Encore une présentation au sommet. Sauf que là, c’est l’Everest. L’homme qui est assis en face de moi est l’unique actionnaire de mon client. Et il pèse donc 100% de la décision.
L’ordre du jour est simple : synthétiser six mois de réflexion sur le futur socle digital de l’entreprise. Enjeu : 500 M€/an. Et un budget à huit chiffres pour rendre la chose possible.
La présentation est mal ficelée. Chaque sponsor a voulu se mettre en avant. Le marketing parle d’image de marque et de smart targeting, le design a fait de jolies maquettes colorées, l’IT vend un framework à la pointe et la suppression de la dette technique, les autres… enfin passons.
Ils le savent. C’est pour ça que c’est moi qui parle. Comme ça personne ne risque rien. Je déroule le fil avec l’assurance de celui qui connaît le sujet mais n’a eu que huit minutes pour lire le support revu et corrigé par les sponsors jusqu’à la toute fin. Ce n’est pas confortable, mais c’est ma place. Celle que j’ai choisie pour carrière.
― …une fois ce jalon franchi, la trajectoire peut s’articuler selon deux dimensions : soit on continue d’ajouter des fonctionnalités, soit on déploie sur les différents pays. Je suggère d’arbitrer le moment venu en priorisant ce qui apporte le plus de valeur…
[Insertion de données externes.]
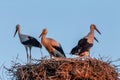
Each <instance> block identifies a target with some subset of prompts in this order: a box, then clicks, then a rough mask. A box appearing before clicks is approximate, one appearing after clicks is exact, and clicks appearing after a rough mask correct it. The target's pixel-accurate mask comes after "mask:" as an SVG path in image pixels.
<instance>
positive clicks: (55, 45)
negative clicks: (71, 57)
mask: <svg viewBox="0 0 120 80" xmlns="http://www.w3.org/2000/svg"><path fill="white" fill-rule="evenodd" d="M47 33H48V30H47V29H46V28H45V29H43V31H42V33H41V35H40V36H39V37H41V43H42V44H43V46H44V47H45V48H46V49H47V51H48V52H49V53H50V58H52V56H54V57H63V58H65V57H66V56H65V53H64V51H63V49H62V47H61V45H60V43H58V42H57V41H55V40H54V39H52V38H46V35H47Z"/></svg>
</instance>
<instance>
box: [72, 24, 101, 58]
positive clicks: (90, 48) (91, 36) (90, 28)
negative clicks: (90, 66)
mask: <svg viewBox="0 0 120 80" xmlns="http://www.w3.org/2000/svg"><path fill="white" fill-rule="evenodd" d="M94 30H96V31H97V32H98V33H99V34H101V33H100V31H99V30H98V29H97V27H96V25H94V24H91V26H90V32H89V33H88V35H87V36H85V37H84V38H82V39H80V40H79V41H78V44H77V45H76V46H75V47H74V48H73V49H72V50H71V53H70V54H75V55H79V56H80V57H83V56H84V57H85V58H88V57H90V49H91V47H92V46H93V43H94V39H95V40H96V41H97V42H98V40H97V39H96V37H94Z"/></svg>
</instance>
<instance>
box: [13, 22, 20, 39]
mask: <svg viewBox="0 0 120 80" xmlns="http://www.w3.org/2000/svg"><path fill="white" fill-rule="evenodd" d="M19 29H20V25H19V24H17V25H16V30H15V33H14V37H15V35H16V33H17V31H18V30H19Z"/></svg>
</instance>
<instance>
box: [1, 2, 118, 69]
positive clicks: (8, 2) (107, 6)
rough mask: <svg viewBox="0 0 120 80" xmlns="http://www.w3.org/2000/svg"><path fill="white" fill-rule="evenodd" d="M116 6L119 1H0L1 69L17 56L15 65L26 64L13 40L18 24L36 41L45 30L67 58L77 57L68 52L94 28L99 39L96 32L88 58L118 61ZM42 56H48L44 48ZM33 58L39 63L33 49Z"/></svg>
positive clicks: (117, 46) (25, 62)
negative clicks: (96, 26) (62, 48)
mask: <svg viewBox="0 0 120 80" xmlns="http://www.w3.org/2000/svg"><path fill="white" fill-rule="evenodd" d="M119 3H120V0H114V1H113V0H99V1H98V0H0V28H1V29H0V37H1V38H0V44H1V46H0V66H1V65H2V64H4V65H6V66H10V65H11V61H12V60H15V59H16V57H17V56H18V58H19V60H18V62H20V63H23V64H24V63H26V52H25V48H24V46H23V45H22V44H21V43H20V40H19V37H18V35H16V36H15V37H13V35H14V32H15V26H16V25H17V24H20V25H21V32H22V33H23V34H27V35H31V36H33V37H35V38H36V39H37V40H38V41H40V40H41V39H40V38H38V37H39V35H40V34H41V32H42V30H43V29H44V28H47V29H48V34H47V37H50V38H53V39H55V40H56V41H58V42H59V43H61V45H62V47H63V50H64V52H65V53H66V55H67V57H70V58H71V57H76V56H72V55H70V54H69V53H70V51H71V49H72V48H73V47H74V46H75V45H76V44H77V42H78V41H79V40H80V39H81V38H83V37H84V36H86V35H87V34H88V32H89V31H90V25H91V24H95V25H96V26H97V28H98V29H99V31H100V32H101V33H102V35H99V34H98V33H97V32H96V31H95V37H96V38H97V39H98V40H99V43H97V42H94V46H93V47H92V49H91V52H90V55H91V57H95V58H99V55H101V56H105V57H108V58H110V59H111V60H116V59H119V58H120V47H119V45H120V43H119V41H120V36H119V35H120V31H119V30H120V9H119V8H120V5H119ZM42 52H43V54H44V56H49V53H48V52H47V51H46V49H45V48H44V47H43V49H42ZM32 57H33V58H36V59H40V57H41V55H40V50H39V48H32ZM119 63H120V62H117V63H116V64H119ZM0 71H1V70H0Z"/></svg>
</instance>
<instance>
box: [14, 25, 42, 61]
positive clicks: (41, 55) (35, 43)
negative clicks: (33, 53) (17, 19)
mask: <svg viewBox="0 0 120 80" xmlns="http://www.w3.org/2000/svg"><path fill="white" fill-rule="evenodd" d="M17 31H18V35H19V38H20V42H21V43H22V44H23V45H24V46H25V49H26V54H27V63H28V62H30V63H31V57H32V56H31V49H32V47H38V48H40V51H41V48H42V45H41V44H40V42H39V41H37V39H35V38H34V37H32V36H29V35H24V34H22V33H21V31H20V25H19V24H17V25H16V31H15V34H14V37H15V35H16V33H17ZM28 48H29V51H30V56H29V54H28ZM41 56H42V52H41ZM29 60H30V61H29Z"/></svg>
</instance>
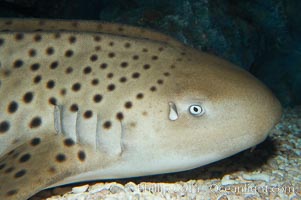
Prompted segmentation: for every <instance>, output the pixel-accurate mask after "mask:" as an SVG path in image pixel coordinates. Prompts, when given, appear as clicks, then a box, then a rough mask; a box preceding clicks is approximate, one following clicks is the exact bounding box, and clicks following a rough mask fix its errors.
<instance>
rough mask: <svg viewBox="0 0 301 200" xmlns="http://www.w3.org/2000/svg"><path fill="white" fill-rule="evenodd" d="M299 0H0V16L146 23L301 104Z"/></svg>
mask: <svg viewBox="0 0 301 200" xmlns="http://www.w3.org/2000/svg"><path fill="white" fill-rule="evenodd" d="M300 10H301V1H298V0H290V1H286V0H266V1H261V0H252V1H251V0H247V1H241V0H223V1H221V0H210V1H208V0H144V1H141V0H140V1H139V0H90V1H86V0H53V1H39V0H0V17H36V18H64V19H94V20H102V21H113V22H119V23H126V24H132V25H138V26H143V27H148V28H152V29H156V30H159V31H161V32H165V33H167V34H169V35H172V36H173V37H175V38H177V39H179V40H180V41H182V42H184V43H186V44H188V45H190V46H193V47H195V48H198V49H200V50H203V51H207V52H210V53H213V54H216V55H218V56H221V57H223V58H225V59H227V60H230V61H232V62H234V63H236V64H237V65H239V66H241V67H243V68H244V69H246V70H248V71H250V72H251V73H253V74H254V75H255V76H257V77H258V78H259V79H261V80H262V81H263V82H265V84H267V85H268V87H270V88H271V89H272V90H273V92H274V93H275V94H276V95H277V96H278V98H279V99H280V100H281V102H282V104H283V105H284V106H293V105H297V104H298V105H299V104H301V27H300V26H299V25H300V24H301V15H300Z"/></svg>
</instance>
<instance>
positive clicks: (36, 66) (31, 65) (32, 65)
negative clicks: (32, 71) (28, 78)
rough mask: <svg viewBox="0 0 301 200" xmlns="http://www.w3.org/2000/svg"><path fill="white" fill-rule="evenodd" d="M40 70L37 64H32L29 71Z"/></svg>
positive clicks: (37, 64) (36, 70) (38, 66)
mask: <svg viewBox="0 0 301 200" xmlns="http://www.w3.org/2000/svg"><path fill="white" fill-rule="evenodd" d="M39 68H40V64H39V63H34V64H32V65H31V66H30V69H31V71H37V70H38V69H39Z"/></svg>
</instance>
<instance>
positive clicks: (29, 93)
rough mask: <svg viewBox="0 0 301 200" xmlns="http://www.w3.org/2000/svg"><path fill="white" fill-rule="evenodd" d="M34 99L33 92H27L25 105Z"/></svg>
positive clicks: (24, 95)
mask: <svg viewBox="0 0 301 200" xmlns="http://www.w3.org/2000/svg"><path fill="white" fill-rule="evenodd" d="M32 99H33V92H26V93H25V94H24V96H23V101H24V102H25V103H30V102H31V101H32Z"/></svg>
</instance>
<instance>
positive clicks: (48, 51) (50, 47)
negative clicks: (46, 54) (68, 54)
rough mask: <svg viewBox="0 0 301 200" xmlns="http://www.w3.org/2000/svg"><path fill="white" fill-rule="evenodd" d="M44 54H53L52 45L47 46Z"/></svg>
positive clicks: (49, 55)
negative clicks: (45, 53) (50, 45)
mask: <svg viewBox="0 0 301 200" xmlns="http://www.w3.org/2000/svg"><path fill="white" fill-rule="evenodd" d="M46 54H47V55H49V56H51V55H53V54H54V48H53V47H48V48H47V49H46Z"/></svg>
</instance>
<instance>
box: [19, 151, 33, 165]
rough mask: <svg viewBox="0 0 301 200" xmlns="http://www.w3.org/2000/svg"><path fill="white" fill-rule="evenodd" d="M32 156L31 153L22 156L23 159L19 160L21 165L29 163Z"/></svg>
mask: <svg viewBox="0 0 301 200" xmlns="http://www.w3.org/2000/svg"><path fill="white" fill-rule="evenodd" d="M30 157H31V155H30V154H29V153H27V154H24V155H23V156H21V158H20V159H19V162H20V163H24V162H27V161H28V160H29V159H30Z"/></svg>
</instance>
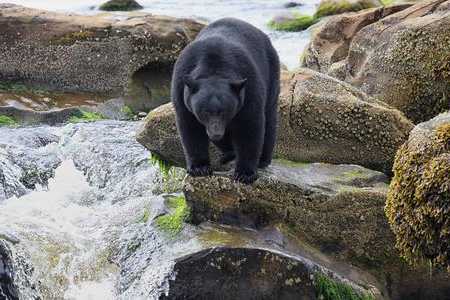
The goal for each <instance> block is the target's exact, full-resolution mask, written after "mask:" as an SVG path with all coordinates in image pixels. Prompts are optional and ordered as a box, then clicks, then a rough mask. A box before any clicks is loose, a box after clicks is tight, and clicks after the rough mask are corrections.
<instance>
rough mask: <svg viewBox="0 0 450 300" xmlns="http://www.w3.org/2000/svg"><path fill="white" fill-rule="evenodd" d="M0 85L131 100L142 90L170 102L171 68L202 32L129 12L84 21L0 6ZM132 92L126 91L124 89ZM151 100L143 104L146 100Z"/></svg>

L’actionnaire m’écoute religieusement. J’ai rarement eu une audience aussi attentive. Je poursuis. Je termine.
Silence.
Et puis il prend la parole.
― Donc, si j’ai bien compris, vous me demandez de signer un chèque de 20 M€. J’ai une seule question. A ce prix-là, j’ai quoi ?
Silence.
Je balaie la salle du regard. Chaque sponsor y va de son argument, mais vu de sa fenêtre. Ça ne prend pas. L’actionnaire attend autre chose, mais quoi ?
Silence.
Je réfléchis comme jamais.
Je réponds.
― A ce prix-là, vous avez le choix de votre stratégie.
J’ai eu le budget. J’en ai dépensé les premiers euros pour aligner la voix des sponsors. Pas question de parier l’ensemble du programme sur une autre punchline improvisée à la prochaine réunion.
Par la suite, j’ai eu d’autres occasions de rencontrer cet actionnaire – pour lui rendre compte et même, une fois, autour d’une bière après le boulot. Encore aujourd’hui, la sympathie qu’il m’inspire n’a d’égale que la terreur de ne pas trouver de réponse à ses questions, les seules qui comptent vraiment.